Un beau mec derrière ses affreuses lunettes à monture épaisse et noire. BCBG mais un peu coincé, lui avait-il semblé. Elle le voyait d’ailleurs très peu et seul le hasard les avait fait se croiser dans la cage d’escalier un dimanche matin. Son missel à la main, il se rendait visiblement à la messe dominicale ! Le dimanche, elle ne courait pas. C’était repos et une fois sur deux, elle allait voir ses parents qui habitaient à une centaine de kilomètres de là.
-Chouette ! Je suis passionnée de photo urbex ! Il faudra que j’aille y faire un tour un de ces quatre ! Au fait, moi c’est Michelle avait-elle jeté avant de s’élancer dans l’escalier.
Elle devait se dépêcher, ses parents très à cheval sur les horaires, l’attendaient pour déjeuner. Le jeune homme n’avait pas répondu. En fait, il l’avait à peine regardée lors de leur très bref échange. Elle supposait qu’au contraire d’elle, lui avait continué à descendre posément. Mais elle ne désespérait pas de parvenir à s’en faire un ami ! Il était vraiment très mignon ce mec finalement !

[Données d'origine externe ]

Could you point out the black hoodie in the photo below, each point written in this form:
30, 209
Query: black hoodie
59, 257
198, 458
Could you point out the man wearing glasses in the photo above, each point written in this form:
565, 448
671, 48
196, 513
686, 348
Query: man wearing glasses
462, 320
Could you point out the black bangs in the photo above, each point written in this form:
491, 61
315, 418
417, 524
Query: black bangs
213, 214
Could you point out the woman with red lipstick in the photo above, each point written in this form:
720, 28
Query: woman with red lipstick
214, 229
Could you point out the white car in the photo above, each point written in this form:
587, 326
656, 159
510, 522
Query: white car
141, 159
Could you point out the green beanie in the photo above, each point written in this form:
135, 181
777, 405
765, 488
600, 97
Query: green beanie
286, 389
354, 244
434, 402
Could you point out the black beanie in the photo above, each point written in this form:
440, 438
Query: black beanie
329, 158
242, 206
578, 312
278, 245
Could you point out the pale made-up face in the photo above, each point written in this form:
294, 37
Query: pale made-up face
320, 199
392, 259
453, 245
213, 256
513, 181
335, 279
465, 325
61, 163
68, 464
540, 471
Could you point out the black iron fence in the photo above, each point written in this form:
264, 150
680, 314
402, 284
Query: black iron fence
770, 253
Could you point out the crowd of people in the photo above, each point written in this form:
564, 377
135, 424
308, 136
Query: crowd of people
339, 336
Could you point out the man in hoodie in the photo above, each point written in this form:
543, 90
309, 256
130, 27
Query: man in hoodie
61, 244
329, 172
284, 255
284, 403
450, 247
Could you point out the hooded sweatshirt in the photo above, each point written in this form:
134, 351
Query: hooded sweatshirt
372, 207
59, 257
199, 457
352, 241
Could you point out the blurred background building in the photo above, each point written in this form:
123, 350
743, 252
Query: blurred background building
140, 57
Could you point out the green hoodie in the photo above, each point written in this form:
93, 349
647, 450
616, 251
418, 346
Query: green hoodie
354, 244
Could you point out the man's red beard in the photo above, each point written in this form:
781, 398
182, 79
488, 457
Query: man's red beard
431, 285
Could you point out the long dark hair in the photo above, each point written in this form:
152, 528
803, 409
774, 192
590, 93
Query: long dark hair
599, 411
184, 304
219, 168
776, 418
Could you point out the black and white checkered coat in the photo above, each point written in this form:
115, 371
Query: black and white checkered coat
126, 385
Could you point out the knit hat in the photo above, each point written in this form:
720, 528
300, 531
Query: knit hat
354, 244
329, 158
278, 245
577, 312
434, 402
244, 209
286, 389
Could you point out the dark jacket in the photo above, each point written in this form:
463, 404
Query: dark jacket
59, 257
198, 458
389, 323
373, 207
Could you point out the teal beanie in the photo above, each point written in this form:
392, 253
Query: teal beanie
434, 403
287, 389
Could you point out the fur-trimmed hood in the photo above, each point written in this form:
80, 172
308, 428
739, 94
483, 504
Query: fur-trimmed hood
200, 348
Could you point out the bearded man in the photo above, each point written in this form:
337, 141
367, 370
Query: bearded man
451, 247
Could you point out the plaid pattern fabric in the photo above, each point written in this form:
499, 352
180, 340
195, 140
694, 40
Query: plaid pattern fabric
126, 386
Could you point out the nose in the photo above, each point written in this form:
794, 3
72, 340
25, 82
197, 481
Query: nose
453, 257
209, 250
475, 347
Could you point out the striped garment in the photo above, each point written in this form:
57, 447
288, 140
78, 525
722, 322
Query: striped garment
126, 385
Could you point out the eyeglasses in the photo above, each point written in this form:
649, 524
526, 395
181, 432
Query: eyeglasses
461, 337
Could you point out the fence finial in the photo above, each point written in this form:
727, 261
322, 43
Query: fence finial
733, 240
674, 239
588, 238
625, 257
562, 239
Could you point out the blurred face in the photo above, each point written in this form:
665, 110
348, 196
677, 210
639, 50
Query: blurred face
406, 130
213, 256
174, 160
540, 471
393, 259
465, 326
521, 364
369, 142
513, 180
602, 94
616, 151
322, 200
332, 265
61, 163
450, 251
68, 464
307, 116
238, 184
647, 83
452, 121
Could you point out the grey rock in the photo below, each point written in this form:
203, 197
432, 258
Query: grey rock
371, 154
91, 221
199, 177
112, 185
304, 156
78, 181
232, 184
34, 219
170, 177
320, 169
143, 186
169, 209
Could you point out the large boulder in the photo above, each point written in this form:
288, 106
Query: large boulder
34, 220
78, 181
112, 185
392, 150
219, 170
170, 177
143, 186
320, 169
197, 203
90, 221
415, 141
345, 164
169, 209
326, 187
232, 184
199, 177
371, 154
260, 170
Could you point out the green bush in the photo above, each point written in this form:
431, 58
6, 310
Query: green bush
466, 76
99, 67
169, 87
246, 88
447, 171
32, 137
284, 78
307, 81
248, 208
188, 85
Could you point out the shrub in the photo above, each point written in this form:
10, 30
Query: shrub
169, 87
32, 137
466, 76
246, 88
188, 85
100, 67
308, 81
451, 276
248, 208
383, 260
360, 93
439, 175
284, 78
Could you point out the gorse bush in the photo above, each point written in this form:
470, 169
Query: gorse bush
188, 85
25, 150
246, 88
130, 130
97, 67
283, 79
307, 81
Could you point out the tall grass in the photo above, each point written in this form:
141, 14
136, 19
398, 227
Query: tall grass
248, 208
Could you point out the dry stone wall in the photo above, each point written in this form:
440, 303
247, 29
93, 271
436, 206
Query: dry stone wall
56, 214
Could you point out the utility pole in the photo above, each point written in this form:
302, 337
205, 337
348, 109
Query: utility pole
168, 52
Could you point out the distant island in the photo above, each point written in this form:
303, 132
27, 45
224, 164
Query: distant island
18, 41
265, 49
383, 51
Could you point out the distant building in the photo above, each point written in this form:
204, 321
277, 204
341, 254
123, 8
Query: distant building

Mais revenons à ce frais matin de décembre. Elle devait bien s’avouer que ce bâtiment assez lugubre qui avait servi à recycler des nippes trop usagées pour servir encore et des tas d'autres déchets textiles d’après Pierre-Marie, l’attirait irrésistiblement. Elle brûlait d’y entrer, de l’explorer d’en flairer chaque recoin… C’était cela justement qui lui plaisait dans l’urbex. Capter la vie passée dans des lieux qui tombent en ruines. Il y a toujours un bon shoot à faire dans ces endroits abandonnés, pour qui sait regarder.
-Et toi, tu sais lui avait dit son frère aîné également féru de ce type de photos.
Il fallait qu’elle assouvisse son infinie curiosité. En plein jour, pas possible ! Le panneau « propriété privée, entrée interdite » était suffisamment dissuasif pour une jeune professeur des écoles censée apprendre le respect des règles et des lois à des gamins de CM2 très peu enclins à la discipline. Elle se devait d’être un bon exemple pour eux, pas vrai ? Mais à cette heure, qui risquait de la voir ? Pas un de ses élèves en tout cas ! Et elle n’avait encore jamais croisé d’autres joggers aussi matinaux qu’elle. Elle était persuadée que ce n’était pas ce matin qu’elle en rencontrerait un ! Elle allait entrer en douce, histoire de faire un premier repérage. Pour cela, elle s’était munie d’une bonne lampe de poche à large faisceau en plus de sa coutumière frontale. Ensuite, elle n’aurait plus qu’à revenir aux beaux jours, quand le soleil se lève plus tôt. Il y avait des tas de supers photos à faire dans cette vieille fabrique, elle en était sûre ! Elle s’en réjouissait à l’avance ! Ils allaient en baver d’envie ses potes du groupe « La photo ça démange » dont elle faisait partie sur Facebook!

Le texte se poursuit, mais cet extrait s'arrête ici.